Swede honoured for showing what it is to be Australian

Australia granted it's first "honorary citizenship" today to a Swedish man who saved the lives of 100 000 Jews during the Holocaust.

Raoul Wallenberg was a Swedish diplomat working in Nazi-occupied Hungary during World War II. He provided false Swedish identity documents and shelter for Hungarian Jews who we're targets for the Nazis for concentration camps. He was granted posthumous citizenship, as his action during the second world war, where he literally pulled Jews off trains bound for camps such as Auschwitz and produced fake Swedish documents to ward off SS guards, are said to be the kind of traits that our nation is built on.

"We're not just honouring the late Raoul Wallenberg as a man who was brave and who faced down incredible evil, I think we're also saying something about who we are as a nation... that the qualities of courage, compassion and basic human decency are the very qualities by which we define our own national character at its best," Peter Wertheim from the Executive Council of the Australian Jewry said.

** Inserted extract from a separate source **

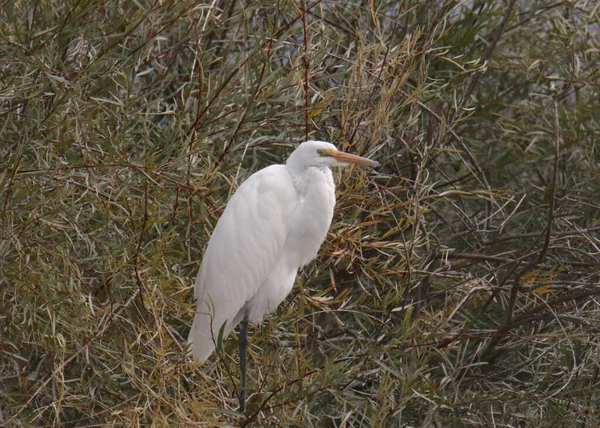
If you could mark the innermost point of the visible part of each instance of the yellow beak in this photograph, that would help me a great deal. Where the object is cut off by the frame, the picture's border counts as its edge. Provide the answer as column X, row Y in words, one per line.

If we all share traits possessed by Wallenberg, it is us who should feel privileged to share a nationality with him.

Professor Frank Vajda is a Melbourne neurologist who owes his life to Mr Wallenberg.

Professor Vajda and his mother were lined up with about 30 others to be shot by the Nazi-aligned Arrow Cross fascists for taking off their star of David that identified them as Jews.

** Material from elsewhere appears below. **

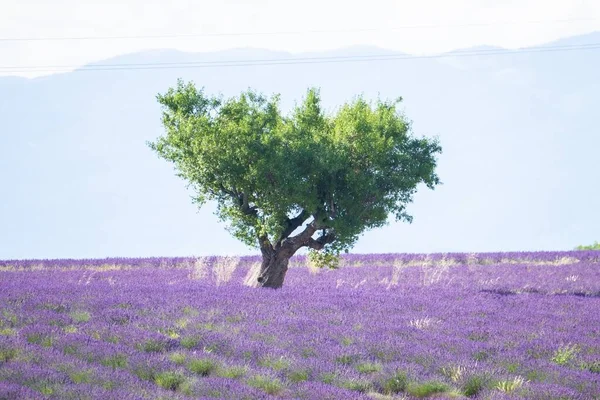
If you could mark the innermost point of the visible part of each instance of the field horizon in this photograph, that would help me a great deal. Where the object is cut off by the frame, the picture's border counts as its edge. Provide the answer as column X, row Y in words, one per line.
column 520, row 325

He was nine years old at the time

"They all laughed at us..." Vadja recounts, "we were marched about 600 yards down the street to a military barracks, lined up in front of a machine gun in front of a wall.

"Suddenly civilians arrived and we were told it was Wallenberg.

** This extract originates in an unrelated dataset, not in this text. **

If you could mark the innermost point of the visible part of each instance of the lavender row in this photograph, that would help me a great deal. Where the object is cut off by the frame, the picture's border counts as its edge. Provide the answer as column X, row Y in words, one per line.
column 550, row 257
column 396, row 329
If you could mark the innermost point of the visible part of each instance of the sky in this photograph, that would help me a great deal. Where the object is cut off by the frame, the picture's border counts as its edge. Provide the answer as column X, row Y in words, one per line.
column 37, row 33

"Then the atmosphere changed and we were taken back to a protected house. Everyone looked at us as though we had come back from the grave. It was really unbelievable."

Australia is following the US, Canada, Israel and Hungary in conferring honorary citizenship on Mr Wallenberg.

Circumstances surrounding Wallenberg's death remain a mystery. He disappeared in 1945 when the Soviet Union invaded Hungary, and is believed to have died in prison.